Effect of surface waves on the determination of momentum fluxes
Résumé
The Inertial-Dissipation method (IDM) and the Eddy Correlation Method (ECM) are usually used in laboratory or open field experiments to estimate the momentum fluxes at the air-sea interface. Effects of surface waves on the kinetic energy balance equation and its consequence on the estimation of momentum fluxes have been pointed on by different authors (Donelan et al (1997), Janssen (1999), Drennan et al (1999)). The analytical model of Janssen is based on the concept of potential wave induced motions and suggests that, in the presence of surface growing waves, the IDM can underestimate the momentum flux. In situ experiments show that IDM and ECM do not agree in presence of swell or close to the surface for pure wind waves. We present here the results of a series of experiments conducted in the large windwave tank at IRPHE (Marseille). A complete experimental set-up was used in order to measure the downstream and the vertical velocities in air flow, the air-flow pressure fluctuations and the instantaneous deflections of the air-water interface. Momentum fluxes and kinetic transport terms were determined for different wind and wave conditions.

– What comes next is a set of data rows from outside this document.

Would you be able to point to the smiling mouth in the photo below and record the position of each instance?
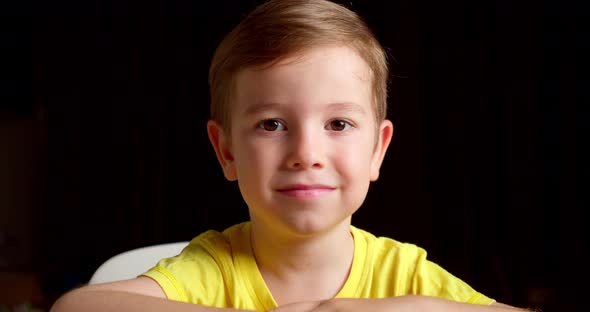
(306, 191)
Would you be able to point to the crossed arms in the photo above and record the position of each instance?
(145, 295)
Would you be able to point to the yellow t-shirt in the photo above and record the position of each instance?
(218, 269)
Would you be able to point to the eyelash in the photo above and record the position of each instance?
(262, 125)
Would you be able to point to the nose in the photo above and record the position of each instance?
(306, 150)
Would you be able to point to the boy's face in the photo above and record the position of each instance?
(303, 142)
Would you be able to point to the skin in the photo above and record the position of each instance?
(305, 149)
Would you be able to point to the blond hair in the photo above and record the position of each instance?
(278, 29)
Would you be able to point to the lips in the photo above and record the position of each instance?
(306, 191)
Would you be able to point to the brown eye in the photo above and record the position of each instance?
(271, 125)
(338, 125)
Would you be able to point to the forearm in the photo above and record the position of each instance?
(91, 300)
(409, 303)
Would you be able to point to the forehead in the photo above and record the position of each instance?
(316, 77)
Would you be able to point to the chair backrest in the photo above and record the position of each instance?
(132, 263)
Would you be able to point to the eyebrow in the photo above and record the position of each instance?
(348, 107)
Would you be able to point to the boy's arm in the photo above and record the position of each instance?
(409, 303)
(138, 294)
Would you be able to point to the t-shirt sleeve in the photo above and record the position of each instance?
(432, 280)
(184, 277)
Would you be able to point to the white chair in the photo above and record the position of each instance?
(132, 263)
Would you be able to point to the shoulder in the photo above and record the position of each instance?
(212, 243)
(389, 247)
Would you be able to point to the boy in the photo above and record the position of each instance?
(298, 101)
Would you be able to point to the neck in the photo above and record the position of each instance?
(286, 256)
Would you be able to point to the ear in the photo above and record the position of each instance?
(383, 140)
(220, 143)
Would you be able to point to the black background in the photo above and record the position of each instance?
(481, 171)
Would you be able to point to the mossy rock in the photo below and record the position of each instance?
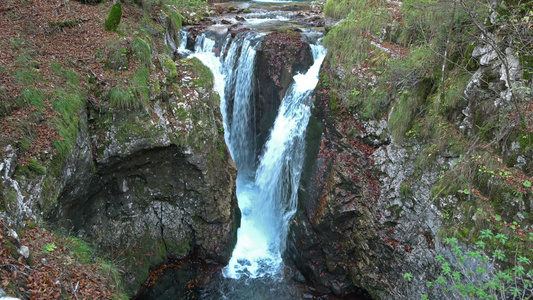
(168, 66)
(115, 15)
(118, 59)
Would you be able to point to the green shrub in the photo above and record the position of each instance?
(115, 14)
(461, 280)
(33, 97)
(36, 166)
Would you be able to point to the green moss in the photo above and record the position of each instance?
(204, 76)
(143, 52)
(405, 190)
(402, 115)
(35, 166)
(33, 97)
(122, 98)
(169, 67)
(115, 15)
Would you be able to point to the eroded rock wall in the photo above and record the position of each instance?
(371, 212)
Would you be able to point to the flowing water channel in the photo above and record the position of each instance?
(269, 174)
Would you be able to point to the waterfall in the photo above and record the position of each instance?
(267, 189)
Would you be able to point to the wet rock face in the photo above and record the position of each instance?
(282, 55)
(143, 186)
(153, 202)
(356, 231)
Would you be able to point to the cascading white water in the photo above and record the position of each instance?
(267, 193)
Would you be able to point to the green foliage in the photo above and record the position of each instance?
(340, 9)
(347, 42)
(49, 248)
(168, 66)
(33, 97)
(83, 251)
(463, 279)
(36, 166)
(68, 103)
(132, 96)
(139, 87)
(121, 97)
(143, 52)
(402, 116)
(115, 15)
(405, 190)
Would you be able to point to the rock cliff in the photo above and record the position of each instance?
(378, 209)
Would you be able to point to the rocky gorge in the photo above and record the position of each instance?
(408, 154)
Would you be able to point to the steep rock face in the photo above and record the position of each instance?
(155, 184)
(282, 55)
(368, 212)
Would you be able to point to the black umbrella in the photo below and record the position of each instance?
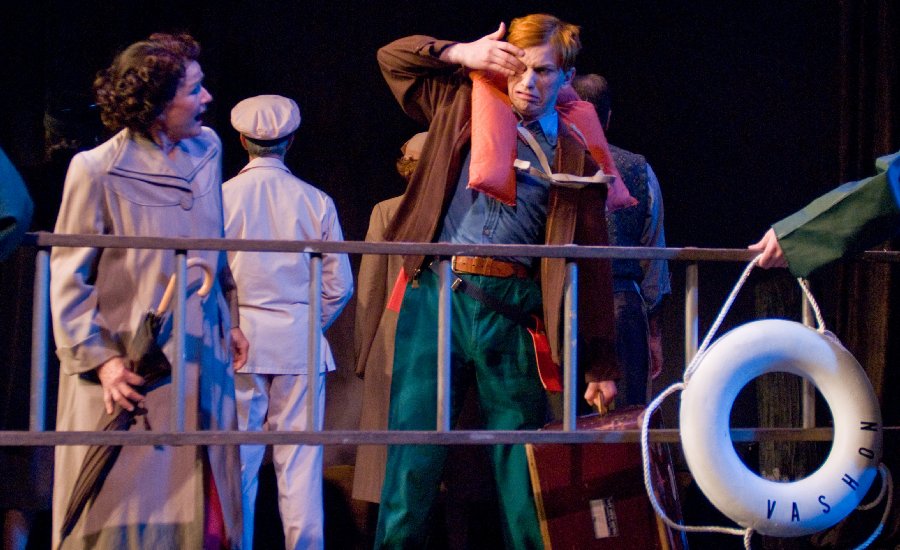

The results show that close to the surface in presence of waves, the two methods do not agree i.e. the IDM underestimates the momentum flux. This is due to the non-zero value of the kinetic transport term. Above the Wavy Boundary Layer the two methods collapse. Moreover, in absence of waves (experimental run with a floating coat located at the interface) the IDM and the ECM agree because the transport term is equal to zero. Effects of background waves on fluxes are quantified.